M3 focuses on minimal, domain‑aware improvements to the original CNN baselines. In audio, delta MFCCs (first‑order temporal derivatives) are appended, raising the feature dimension from 180 to 220. In EEG, raw time‑domain data are replaced by frequency‑domain band‑power, differential entropy, and alpha‑asymmetry features (total 306 dimensions) fed into a shallow MLP. In video, the squeeze‑excitation block’s reduction ratio is corrected from 1 to 16, and frame‑to‑frame delta features are added.
Experimental results show a clear split. All M2 models underperform their respective baselines by 5–13 percentage points: EEG tri‑stream reaches only 48 % (vs. 60 % baseline), audio dual‑attention 49.46 % (many subjects near chance), and factorized video 69.54 % (vs. 74.5 % ViViT). The authors attribute this to (1) degradation of strong pretrained representations by the added attention layers, (2) severe data scarcity causing over‑parameterization, and (3) instability during training (e.g., near‑perfect training accuracy but poor test performance).
Conversely, the M3 modifications yield consistent gains. Adding delta MFCCs lifts audio accuracy from 61.9 % to 65.56 % (+3.66 pp). EEG band‑power features boost performance to 67.62 % (+7.62 pp over the paper’s baseline). Video delta features raise accuracy to 72.68 % (+1.28 pp). Moreover, the M1 vision transformer, when pretrained on facial emotion data, achieves 75.30 %—the highest result across all modalities and surpassing the original ViViT result (74.5 %).

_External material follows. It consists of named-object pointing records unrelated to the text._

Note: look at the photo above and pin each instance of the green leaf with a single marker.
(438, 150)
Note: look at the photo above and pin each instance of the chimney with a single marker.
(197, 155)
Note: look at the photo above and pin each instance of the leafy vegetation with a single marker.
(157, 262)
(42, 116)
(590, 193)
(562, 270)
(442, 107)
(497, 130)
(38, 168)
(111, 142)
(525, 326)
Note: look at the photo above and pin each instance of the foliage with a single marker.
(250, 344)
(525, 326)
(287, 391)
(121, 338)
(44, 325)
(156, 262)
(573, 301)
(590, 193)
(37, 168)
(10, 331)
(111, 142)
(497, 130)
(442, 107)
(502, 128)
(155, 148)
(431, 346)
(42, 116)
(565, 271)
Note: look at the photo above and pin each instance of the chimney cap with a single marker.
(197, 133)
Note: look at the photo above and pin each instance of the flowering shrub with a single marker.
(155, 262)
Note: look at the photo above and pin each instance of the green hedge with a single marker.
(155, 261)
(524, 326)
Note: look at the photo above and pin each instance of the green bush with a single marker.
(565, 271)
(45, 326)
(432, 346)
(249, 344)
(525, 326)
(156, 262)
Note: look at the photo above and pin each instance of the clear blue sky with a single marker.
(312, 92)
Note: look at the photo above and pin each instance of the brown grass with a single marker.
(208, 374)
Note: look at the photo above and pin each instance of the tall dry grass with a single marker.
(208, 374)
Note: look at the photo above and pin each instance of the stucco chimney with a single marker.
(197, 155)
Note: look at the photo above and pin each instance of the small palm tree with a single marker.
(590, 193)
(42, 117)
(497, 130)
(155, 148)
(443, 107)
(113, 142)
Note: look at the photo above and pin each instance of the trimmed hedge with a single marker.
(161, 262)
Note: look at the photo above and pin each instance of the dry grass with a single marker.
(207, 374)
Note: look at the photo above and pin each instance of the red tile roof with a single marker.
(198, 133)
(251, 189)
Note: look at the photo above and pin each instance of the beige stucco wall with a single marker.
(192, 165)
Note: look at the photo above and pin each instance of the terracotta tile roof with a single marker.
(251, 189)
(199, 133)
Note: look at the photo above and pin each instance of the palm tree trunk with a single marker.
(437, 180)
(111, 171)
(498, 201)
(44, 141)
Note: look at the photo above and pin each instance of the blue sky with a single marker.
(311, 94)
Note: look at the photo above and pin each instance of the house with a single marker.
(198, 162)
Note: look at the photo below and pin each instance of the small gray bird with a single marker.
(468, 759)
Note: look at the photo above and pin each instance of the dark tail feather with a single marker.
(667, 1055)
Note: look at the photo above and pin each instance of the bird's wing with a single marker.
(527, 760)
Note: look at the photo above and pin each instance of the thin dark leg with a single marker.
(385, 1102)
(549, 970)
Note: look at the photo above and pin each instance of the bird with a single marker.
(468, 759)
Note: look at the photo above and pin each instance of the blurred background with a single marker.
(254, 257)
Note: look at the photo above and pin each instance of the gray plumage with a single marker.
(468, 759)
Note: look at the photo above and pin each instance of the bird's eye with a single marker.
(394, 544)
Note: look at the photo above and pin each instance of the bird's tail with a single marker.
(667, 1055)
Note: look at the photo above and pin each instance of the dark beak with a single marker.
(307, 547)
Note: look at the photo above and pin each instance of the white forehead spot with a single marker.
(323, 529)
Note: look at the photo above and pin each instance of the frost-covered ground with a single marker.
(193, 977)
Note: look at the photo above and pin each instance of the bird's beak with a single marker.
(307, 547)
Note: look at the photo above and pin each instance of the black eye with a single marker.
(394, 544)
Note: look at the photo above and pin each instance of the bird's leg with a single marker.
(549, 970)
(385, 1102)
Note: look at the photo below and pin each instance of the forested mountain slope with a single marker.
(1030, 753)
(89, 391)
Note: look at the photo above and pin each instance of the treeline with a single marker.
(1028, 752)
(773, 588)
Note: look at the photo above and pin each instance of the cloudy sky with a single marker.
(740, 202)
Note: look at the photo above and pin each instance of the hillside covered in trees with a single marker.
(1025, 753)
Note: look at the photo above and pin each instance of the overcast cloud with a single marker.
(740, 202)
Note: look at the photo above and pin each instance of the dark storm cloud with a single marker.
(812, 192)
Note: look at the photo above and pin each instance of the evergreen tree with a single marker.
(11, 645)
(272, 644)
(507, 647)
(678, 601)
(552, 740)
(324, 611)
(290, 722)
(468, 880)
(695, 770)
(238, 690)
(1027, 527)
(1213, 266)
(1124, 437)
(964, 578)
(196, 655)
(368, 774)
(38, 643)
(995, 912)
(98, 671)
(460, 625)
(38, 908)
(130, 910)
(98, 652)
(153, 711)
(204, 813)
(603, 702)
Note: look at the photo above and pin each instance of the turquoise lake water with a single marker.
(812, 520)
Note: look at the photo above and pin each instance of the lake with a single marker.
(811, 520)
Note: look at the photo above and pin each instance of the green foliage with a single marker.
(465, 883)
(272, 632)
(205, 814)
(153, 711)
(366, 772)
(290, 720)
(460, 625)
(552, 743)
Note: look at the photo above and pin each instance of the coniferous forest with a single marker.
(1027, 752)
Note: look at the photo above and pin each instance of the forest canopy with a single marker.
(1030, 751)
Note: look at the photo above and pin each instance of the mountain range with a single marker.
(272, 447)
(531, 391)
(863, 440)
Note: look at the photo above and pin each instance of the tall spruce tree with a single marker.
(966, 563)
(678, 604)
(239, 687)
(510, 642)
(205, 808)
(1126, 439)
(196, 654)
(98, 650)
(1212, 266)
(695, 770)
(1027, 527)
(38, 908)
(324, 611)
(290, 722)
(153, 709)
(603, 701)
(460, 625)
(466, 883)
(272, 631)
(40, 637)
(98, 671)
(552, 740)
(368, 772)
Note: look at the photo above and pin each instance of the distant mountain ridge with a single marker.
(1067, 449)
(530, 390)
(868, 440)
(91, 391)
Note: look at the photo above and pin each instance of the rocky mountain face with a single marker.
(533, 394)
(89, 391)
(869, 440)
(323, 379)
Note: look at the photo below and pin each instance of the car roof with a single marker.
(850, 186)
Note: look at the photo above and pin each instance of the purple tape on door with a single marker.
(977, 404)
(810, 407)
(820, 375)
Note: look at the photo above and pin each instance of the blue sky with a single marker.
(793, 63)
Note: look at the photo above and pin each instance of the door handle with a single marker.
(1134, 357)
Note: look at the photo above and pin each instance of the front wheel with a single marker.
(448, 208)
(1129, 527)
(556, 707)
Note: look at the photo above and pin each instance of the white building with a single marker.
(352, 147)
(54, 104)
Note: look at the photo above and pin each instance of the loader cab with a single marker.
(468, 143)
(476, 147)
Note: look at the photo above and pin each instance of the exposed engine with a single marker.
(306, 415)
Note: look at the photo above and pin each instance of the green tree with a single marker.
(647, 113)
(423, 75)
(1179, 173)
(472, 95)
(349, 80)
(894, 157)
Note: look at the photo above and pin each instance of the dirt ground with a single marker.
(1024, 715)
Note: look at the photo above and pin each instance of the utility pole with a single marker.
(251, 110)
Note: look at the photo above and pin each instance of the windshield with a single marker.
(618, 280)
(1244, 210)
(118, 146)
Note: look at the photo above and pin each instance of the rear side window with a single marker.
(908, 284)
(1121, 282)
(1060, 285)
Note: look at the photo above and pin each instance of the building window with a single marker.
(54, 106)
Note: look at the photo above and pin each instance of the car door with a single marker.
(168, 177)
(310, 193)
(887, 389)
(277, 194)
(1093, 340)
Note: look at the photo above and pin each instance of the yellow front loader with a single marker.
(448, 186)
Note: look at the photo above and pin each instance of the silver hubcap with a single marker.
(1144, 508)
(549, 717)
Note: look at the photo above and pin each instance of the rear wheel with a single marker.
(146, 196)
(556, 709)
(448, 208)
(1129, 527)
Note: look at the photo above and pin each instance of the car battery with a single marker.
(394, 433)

This demonstrates that domain‑specific pretraining can outweigh architectural sophistication.
The paper also uncovers practical bugs: an unnecessary Softmax before CrossEntropy in the original EEGNet, and an SE block with reduction ratio 1 that prevented effective channel re‑weighting. Fixing these issues alone improves baseline performance, but the biggest jumps come from the domain‑aware feature engineering.
In summary, the study provides three key take‑aways for emotion recognition on limited data: (1) Simple, signal‑processing‑driven features (delta MFCCs, band power, asymmetry) provide stronger inductive bias than adding complex attention modules; (2) Factorized attention, while computationally efficient on large datasets, tends to overfit and corrupt pretrained embeddings when training data are scarce; (3) Careful implementation, appropriate pretraining, and domain knowledge are far more decisive for performance than raw model depth or novelty. These insights are valuable not only for affective computing but for any multimodal biomedical signal analysis where annotated data are limited.